Photo courtesy of holidayallinclusive.com
Right after gold was discovered, in nearby Coloma, Sam Brannan, a local merchant, rushed to open a store near the Sacramento River to take advantage of the waterfront location. Sutter’s Embarcadero, as it was known at the time, soon evolved into the City of Sacramento. Rapidly growing into a trading center, for miners outfitting themselves for the gold fields, the Sacramento waterfront was prime for commercial success, but was prone to severe flooding. Additionally, a number of fires destroyed the City. So, in 1853 a project was proposed to raise the city above the flood level. However, it was not until another devastating flood swept through the city, in 1862, that the proposal was finally accepted. According to the Old Sacramento website, where I got the photo above, “Within a few years, thousands of cubic yards of earth were brought in on wagons and the daring scheme to raise the street level began. The original street level can be seen throughout Old Sacramento under the boardwalks and in basements.”
Today, Old Sacramento has 53 historic buildings condensed into its 28 acre lot and has been registered as both National and California Historic Landmarks. However, the now metropolis, Sacramento has over 470,000 residents and 263.4 million visitors per year. The main tourist attractions are the California State Capitol as well as the new Golden One Center and the Farm to Fork movement.

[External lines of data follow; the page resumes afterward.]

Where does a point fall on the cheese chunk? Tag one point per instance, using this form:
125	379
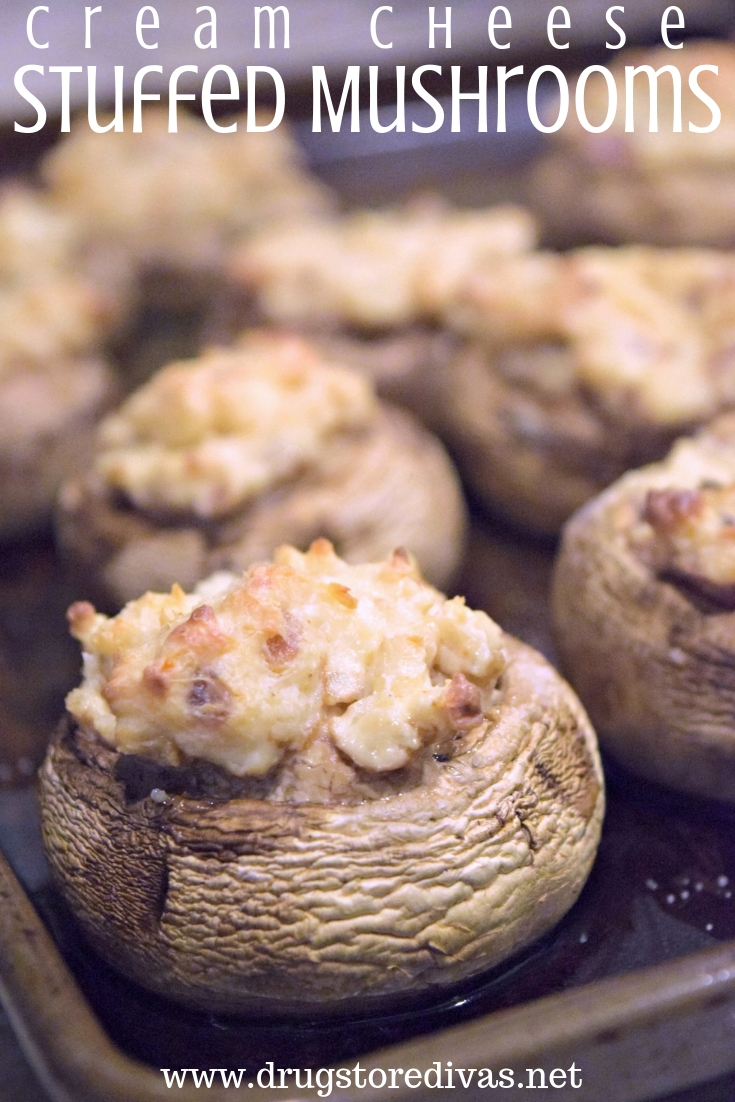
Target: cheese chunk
249	669
204	438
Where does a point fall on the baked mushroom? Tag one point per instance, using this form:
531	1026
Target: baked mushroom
315	788
371	285
644	605
53	384
170	205
580	366
216	462
660	187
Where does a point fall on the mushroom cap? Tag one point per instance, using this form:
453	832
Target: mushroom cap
47	418
655	669
389	486
666	188
241	905
537	454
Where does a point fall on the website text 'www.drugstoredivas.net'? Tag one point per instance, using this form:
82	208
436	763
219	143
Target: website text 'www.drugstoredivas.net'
325	1080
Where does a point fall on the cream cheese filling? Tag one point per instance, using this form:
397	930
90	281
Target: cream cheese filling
247	669
206	436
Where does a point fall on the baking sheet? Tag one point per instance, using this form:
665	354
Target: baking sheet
660	893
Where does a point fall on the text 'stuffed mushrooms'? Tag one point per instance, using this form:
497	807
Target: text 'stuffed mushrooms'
217	461
644	606
316	787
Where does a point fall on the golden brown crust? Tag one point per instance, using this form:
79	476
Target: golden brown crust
245	905
370	492
648	646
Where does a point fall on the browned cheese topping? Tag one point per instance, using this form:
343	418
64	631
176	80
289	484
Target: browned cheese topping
246	670
649	331
207	435
47	312
377	269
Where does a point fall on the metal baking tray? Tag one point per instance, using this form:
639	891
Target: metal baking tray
636	986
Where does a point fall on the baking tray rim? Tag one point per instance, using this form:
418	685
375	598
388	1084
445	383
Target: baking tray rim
667	1011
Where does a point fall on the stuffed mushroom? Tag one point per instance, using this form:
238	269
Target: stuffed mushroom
638	184
54	385
644	605
577	367
315	788
217	461
371	287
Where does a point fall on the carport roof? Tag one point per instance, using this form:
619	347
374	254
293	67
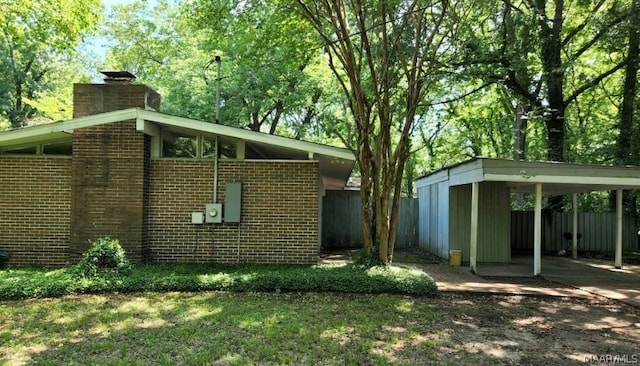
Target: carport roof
522	176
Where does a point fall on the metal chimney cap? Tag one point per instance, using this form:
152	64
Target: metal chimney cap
117	75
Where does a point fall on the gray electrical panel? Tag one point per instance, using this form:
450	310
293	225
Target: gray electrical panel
233	202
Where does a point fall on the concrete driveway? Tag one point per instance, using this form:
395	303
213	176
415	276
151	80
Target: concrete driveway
571	278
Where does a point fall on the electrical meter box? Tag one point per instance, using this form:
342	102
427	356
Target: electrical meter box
213	213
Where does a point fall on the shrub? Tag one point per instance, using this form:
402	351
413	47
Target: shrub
105	256
25	283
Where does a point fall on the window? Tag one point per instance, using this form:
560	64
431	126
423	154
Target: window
178	145
182	145
61	148
64	148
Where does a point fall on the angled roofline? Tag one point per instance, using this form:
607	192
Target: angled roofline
62	129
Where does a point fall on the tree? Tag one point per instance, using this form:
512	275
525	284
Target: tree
550	75
385	55
270	80
34	36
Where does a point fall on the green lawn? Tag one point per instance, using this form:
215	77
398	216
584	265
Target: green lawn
218	328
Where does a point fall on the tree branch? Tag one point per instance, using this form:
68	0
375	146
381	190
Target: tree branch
594	82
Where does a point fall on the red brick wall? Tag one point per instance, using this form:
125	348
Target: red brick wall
35	200
279	212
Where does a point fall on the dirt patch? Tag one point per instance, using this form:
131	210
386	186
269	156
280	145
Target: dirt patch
518	330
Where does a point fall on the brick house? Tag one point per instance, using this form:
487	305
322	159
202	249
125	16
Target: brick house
171	189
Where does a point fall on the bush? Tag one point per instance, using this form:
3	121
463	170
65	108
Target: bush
25	283
105	257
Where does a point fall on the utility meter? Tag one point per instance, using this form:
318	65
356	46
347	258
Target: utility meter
213	213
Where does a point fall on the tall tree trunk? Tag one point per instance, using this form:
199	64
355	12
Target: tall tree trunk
550	52
628	151
520	124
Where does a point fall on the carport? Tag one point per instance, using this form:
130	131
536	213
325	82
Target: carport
481	187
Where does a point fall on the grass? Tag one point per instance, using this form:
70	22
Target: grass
217	328
175	314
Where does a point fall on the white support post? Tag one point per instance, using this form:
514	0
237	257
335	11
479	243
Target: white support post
574	235
618	260
473	243
537	233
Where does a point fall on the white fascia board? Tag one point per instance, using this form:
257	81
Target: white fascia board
581	180
53	130
431	179
246	135
466	177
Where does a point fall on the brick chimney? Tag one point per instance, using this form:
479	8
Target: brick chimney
118	92
110	167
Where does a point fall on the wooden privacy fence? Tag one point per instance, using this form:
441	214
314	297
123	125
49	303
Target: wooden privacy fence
598	231
341	226
341	221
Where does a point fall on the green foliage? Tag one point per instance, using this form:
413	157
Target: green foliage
28	283
105	256
37	37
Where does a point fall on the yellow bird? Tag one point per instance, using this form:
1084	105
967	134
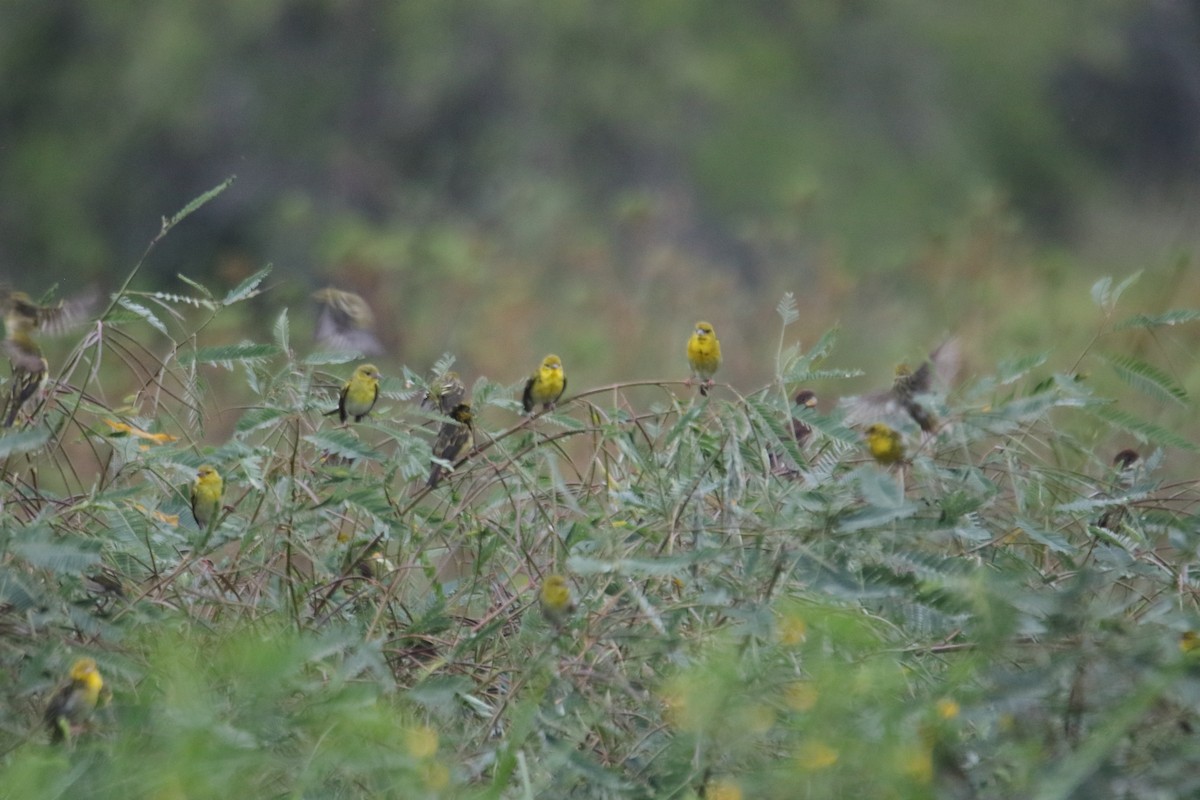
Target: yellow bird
444	394
22	318
207	492
546	385
75	701
885	444
454	441
703	355
555	600
359	394
345	323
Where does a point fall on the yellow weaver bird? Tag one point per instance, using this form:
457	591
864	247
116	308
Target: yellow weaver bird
22	318
345	323
703	355
886	445
454	441
546	385
207	492
75	701
555	599
444	394
359	394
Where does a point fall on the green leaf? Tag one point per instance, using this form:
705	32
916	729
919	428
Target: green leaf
786	308
1141	428
1167	318
1146	378
167	224
144	313
247	288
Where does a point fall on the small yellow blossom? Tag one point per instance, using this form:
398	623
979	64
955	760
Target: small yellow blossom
421	743
801	696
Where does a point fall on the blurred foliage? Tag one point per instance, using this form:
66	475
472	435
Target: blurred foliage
1007	614
549	176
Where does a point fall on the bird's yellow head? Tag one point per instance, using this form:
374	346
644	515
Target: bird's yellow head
84	669
461	413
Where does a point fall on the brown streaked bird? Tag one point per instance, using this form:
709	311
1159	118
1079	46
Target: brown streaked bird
444	394
454	441
22	319
345	323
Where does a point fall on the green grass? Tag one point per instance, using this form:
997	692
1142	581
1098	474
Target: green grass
787	621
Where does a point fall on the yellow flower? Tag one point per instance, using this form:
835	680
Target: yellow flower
345	323
207	492
75	701
792	630
703	355
454	440
723	788
421	741
546	385
444	394
947	708
556	600
359	394
814	756
885	444
801	696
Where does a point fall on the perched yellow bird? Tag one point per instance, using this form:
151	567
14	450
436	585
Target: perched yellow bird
444	394
75	701
703	355
345	323
207	492
454	440
555	599
359	394
22	318
802	431
885	444
546	385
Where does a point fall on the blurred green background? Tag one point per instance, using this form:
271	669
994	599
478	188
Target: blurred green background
504	179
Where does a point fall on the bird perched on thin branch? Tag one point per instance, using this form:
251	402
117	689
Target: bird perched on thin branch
22	318
802	431
546	385
886	444
454	441
905	400
75	701
345	323
444	394
703	355
208	488
359	394
555	599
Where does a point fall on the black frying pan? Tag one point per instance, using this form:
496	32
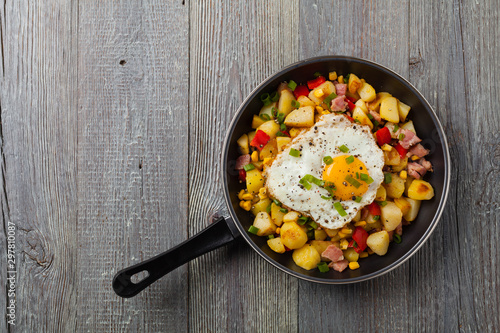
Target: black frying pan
228	229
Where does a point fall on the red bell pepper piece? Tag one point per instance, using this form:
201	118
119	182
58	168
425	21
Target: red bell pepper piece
260	140
316	82
383	136
374	209
402	151
350	104
300	91
359	236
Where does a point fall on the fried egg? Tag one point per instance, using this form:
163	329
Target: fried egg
328	172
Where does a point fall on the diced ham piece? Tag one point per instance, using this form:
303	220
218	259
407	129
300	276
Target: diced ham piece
409	139
376	116
242	161
418	150
333	253
340	88
339	103
339	266
416	170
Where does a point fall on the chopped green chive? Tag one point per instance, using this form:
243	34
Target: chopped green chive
397	239
264	116
294	152
387	177
253	230
249	167
328	160
339	208
352	181
344	149
323	267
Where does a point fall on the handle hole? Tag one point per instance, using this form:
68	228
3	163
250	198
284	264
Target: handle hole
138	277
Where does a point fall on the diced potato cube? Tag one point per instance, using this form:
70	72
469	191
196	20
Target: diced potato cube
292	235
306	257
403	110
260	206
360	116
396	187
412	213
391	216
276	214
285	102
243	144
420	190
282	141
389	109
378	242
270	128
254	181
302	117
305	101
320	245
270	150
263	222
354	83
276	245
381	194
351	255
366	92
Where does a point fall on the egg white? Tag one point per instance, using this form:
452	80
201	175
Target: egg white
323	139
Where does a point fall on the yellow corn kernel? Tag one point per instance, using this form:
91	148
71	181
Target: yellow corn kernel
255	156
262	193
318	92
240	194
353	265
246	205
386	147
247	196
360	224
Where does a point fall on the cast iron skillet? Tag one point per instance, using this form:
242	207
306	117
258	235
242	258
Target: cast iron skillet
228	229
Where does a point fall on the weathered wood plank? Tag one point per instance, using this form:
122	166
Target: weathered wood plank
132	135
376	31
234	45
38	153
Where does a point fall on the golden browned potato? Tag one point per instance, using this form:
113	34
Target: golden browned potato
306	257
378	242
302	117
292	235
420	190
263	222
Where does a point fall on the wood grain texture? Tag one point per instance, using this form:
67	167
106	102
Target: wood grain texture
132	185
38	119
234	45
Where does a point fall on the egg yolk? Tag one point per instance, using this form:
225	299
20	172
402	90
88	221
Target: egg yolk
342	174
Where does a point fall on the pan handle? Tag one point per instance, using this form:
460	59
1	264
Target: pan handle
217	234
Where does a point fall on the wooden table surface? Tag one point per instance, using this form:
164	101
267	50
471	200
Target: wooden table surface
112	119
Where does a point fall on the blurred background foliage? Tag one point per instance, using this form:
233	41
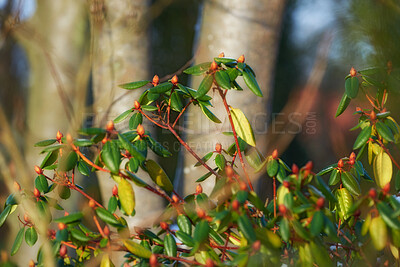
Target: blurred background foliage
359	33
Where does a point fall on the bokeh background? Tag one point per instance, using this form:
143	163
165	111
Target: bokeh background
61	62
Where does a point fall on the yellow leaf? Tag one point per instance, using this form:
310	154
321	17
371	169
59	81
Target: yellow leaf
378	233
137	249
242	126
126	196
158	176
383	169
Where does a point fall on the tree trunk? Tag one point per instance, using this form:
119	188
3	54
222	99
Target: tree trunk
121	54
235	27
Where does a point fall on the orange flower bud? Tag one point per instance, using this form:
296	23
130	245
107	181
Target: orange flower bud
199	189
140	130
137	105
353	72
214	66
275	154
115	190
156	80
38	170
59	135
174	80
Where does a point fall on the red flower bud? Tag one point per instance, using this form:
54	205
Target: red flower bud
63	251
218	147
214	66
199	189
164	226
241	59
110	126
353	72
275	154
59	135
36	192
174	80
115	190
140	130
137	105
38	170
156	80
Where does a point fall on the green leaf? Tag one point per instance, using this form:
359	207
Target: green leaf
345	201
251	82
386	214
242	126
204	159
351	85
185	238
378	233
158	175
220	161
134	85
41	183
135	120
382	169
4	214
363	137
176	102
384	131
161	88
17	242
198	69
157	147
106	216
246	227
317	223
350	183
126	196
111	156
130	148
223	80
123	116
334	178
325	189
31	236
45	143
205	86
184	224
272	167
344	103
170	245
209	114
71	218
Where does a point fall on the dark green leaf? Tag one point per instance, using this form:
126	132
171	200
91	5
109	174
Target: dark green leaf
41	183
223	80
205	86
351	86
384	131
251	82
363	137
31	236
161	88
17	242
123	116
71	218
344	103
198	69
45	143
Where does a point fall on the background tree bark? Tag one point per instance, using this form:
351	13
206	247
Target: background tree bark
234	27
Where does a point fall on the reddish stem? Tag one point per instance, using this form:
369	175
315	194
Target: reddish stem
235	136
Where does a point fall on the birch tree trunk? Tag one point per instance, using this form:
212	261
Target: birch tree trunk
235	27
121	54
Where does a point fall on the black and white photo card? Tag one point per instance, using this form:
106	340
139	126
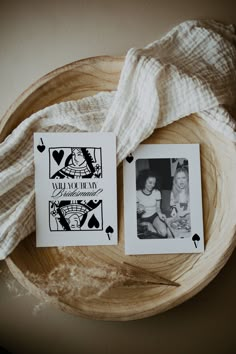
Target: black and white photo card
162	200
75	187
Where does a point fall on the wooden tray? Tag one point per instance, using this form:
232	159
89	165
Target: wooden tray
191	271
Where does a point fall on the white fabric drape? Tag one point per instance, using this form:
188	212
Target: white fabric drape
192	69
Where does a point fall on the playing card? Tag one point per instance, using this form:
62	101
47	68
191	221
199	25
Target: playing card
75	186
162	200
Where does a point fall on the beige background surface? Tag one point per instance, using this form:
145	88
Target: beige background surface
35	38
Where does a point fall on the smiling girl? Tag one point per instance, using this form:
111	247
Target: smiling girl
148	204
179	199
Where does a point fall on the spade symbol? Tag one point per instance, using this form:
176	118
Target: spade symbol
93	222
129	158
195	239
58	156
109	230
41	147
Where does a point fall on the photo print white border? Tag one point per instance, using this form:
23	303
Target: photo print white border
192	244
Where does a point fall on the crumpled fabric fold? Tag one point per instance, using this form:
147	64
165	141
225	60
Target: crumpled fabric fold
192	69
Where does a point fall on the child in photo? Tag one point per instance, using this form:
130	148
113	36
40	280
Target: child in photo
150	216
179	198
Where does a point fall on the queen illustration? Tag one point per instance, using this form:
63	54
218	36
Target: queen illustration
79	164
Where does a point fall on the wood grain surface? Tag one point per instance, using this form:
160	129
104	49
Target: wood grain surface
191	271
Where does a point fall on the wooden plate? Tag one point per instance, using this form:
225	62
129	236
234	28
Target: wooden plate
191	271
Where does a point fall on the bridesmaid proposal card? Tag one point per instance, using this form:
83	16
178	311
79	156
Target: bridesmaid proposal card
162	200
75	186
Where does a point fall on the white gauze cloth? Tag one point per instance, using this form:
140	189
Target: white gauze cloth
192	69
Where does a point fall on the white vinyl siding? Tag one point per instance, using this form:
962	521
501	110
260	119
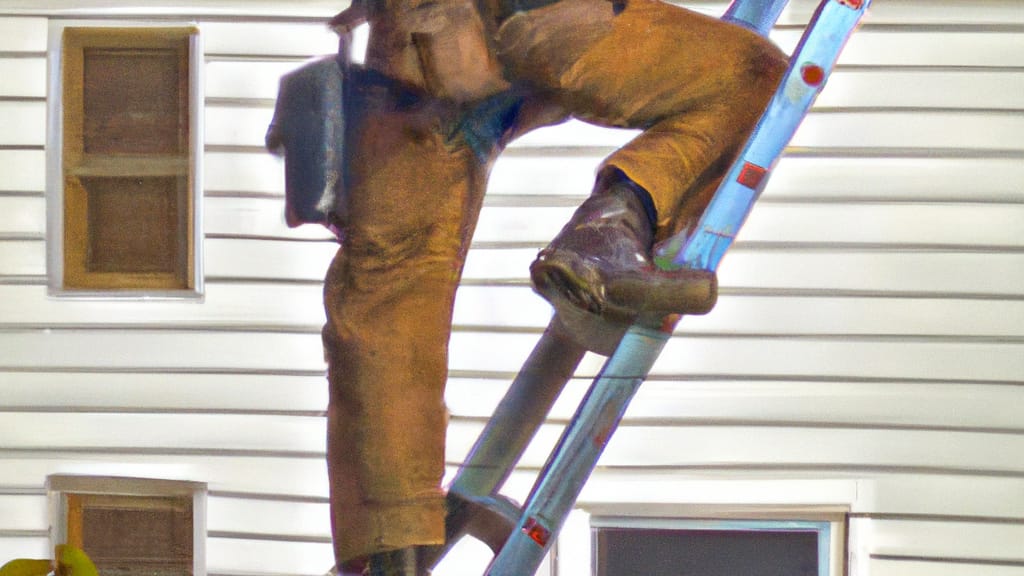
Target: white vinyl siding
866	353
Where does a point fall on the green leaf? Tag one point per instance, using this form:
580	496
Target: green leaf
73	562
23	567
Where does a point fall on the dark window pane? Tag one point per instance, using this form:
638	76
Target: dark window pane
706	552
133	101
135	224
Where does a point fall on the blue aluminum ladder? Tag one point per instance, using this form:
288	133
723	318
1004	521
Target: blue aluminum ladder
521	536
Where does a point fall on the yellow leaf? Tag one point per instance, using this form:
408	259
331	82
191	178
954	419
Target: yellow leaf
24	567
74	562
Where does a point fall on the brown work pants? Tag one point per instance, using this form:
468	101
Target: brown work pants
696	87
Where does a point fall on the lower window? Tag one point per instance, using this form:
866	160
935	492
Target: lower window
726	547
132	526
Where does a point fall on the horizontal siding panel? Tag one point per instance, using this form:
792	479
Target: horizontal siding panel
971	130
162	392
229	171
267	259
924	11
948	539
878	46
151	432
24	170
800	177
162	350
865	493
269	305
283	305
882	567
775	357
23	77
847	88
926	272
943	496
882	178
866	317
23	123
918	88
965	130
23	257
279	518
23	34
955	224
781	448
23	214
236	556
232	125
38	546
23	511
934	273
781	403
267	475
245	79
240	216
878	178
779	357
934	224
879	359
267	39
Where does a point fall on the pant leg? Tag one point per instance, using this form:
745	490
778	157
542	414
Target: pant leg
388	294
695	85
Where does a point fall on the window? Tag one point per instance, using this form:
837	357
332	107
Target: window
712	547
124	161
132	526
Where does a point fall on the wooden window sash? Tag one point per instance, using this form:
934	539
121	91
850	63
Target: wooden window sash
78	164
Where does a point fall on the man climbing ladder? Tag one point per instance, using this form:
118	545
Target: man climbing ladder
444	87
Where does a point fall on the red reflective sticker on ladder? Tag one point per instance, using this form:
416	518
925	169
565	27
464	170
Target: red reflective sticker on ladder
751	175
537	533
812	74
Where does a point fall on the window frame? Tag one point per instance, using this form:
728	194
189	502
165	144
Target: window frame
121	285
60	487
576	544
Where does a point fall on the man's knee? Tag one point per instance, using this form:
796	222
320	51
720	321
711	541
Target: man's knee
763	70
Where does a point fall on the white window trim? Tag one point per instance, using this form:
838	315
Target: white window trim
58	486
574	545
54	167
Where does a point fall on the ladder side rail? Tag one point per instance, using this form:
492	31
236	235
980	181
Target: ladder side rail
578	451
810	67
759	15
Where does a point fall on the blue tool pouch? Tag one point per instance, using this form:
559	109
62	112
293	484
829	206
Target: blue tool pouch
308	129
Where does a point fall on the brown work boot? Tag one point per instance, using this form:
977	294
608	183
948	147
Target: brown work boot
402	562
600	266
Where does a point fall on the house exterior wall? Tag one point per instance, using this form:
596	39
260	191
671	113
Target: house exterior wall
866	354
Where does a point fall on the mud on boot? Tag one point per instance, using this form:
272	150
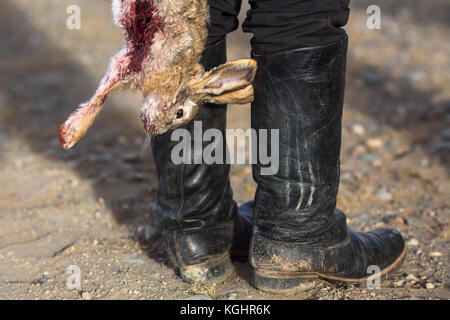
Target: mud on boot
299	235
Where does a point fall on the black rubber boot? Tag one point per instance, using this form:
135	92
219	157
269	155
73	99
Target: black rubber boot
300	236
200	223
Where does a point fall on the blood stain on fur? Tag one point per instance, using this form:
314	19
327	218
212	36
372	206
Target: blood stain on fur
141	24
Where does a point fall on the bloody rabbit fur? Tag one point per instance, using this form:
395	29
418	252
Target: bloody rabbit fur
164	41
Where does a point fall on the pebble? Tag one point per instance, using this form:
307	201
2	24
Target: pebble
412	242
86	295
435	254
372	79
411	277
375	143
358	130
199	297
384	195
151	233
399	283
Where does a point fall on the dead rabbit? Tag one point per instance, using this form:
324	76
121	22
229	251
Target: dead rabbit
164	40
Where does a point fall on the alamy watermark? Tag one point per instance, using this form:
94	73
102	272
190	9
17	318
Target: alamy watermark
74	20
74	280
190	148
374	280
374	20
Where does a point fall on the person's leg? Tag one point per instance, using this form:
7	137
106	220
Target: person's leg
198	215
299	89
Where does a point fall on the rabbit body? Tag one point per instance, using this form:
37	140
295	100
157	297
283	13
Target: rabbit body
164	41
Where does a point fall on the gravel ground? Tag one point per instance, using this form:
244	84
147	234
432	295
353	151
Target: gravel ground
91	207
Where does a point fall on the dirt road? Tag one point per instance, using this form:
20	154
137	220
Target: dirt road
91	207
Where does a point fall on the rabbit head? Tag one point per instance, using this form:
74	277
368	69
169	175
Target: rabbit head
228	83
164	41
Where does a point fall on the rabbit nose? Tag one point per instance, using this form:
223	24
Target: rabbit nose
144	120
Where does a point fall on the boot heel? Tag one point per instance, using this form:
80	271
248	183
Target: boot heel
213	270
282	283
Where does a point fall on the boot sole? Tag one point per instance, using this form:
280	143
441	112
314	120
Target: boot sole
287	283
214	270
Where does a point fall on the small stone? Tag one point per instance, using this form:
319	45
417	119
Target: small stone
435	254
411	277
399	283
151	233
412	242
372	79
384	195
199	297
86	295
375	143
429	285
358	130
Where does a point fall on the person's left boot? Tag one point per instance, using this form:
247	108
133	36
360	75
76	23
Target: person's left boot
201	225
299	235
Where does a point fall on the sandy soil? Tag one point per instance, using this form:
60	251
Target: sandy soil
92	206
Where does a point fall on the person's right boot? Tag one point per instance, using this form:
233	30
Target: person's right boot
299	235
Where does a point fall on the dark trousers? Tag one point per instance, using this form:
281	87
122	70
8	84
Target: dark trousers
281	25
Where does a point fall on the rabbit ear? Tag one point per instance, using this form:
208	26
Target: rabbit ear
230	77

The recreational cannabis scene is still yet to be determined as the regulations, which will govern all of the cannabis businesses, will not even be started until spring of 2017. This leaves Sacramento tourists to recognize and abide by the recently approved Prop. 64. This states that any adult, over the age of 21, may possess up to 1 ounce of flower or 8 grams of concentrate and may consume and share as long as they are not doing so in public. These narrow parameters essentially allow for private functions and small events which are out of the public eye and away from public noses. I mention the “public noses” issue because I believe that cannabis odor will inevitably become an issue for any cannabis tourist or cannabis tourism business owner. Much discussion has been had, at the City, County and State levels, about how to allow adults to consume in a safe and enjoyable manner while also not offending the neighboring businesses or their customers by cannabis odor. Some simple tricks may be to switch over to vaping concentrates, as they do not have the same offensive odor or destructive smoke. Another option is to think about edibles, while in public view. Punch Edibles has some amazing chocolate bars that are divided into 25mg squares and I highly recommend the peanut butter milk chocolate punch bar, which won 2nd place at a recent High Times Cannabis Cup. Jimi’s Meds pure thc cannabis capsules are 25mg and would go totally unnoticed while consuming. NuGum, by Bhang, has 50mg of thc per stick and Madame Munchie has macarons, in 10mg and 20mg, that will knock your socks off. Although no recreational cannabis dispensaries will be available until after January 2018, I see that WeedMaps is well equipped to take care of any of your cannabis needs.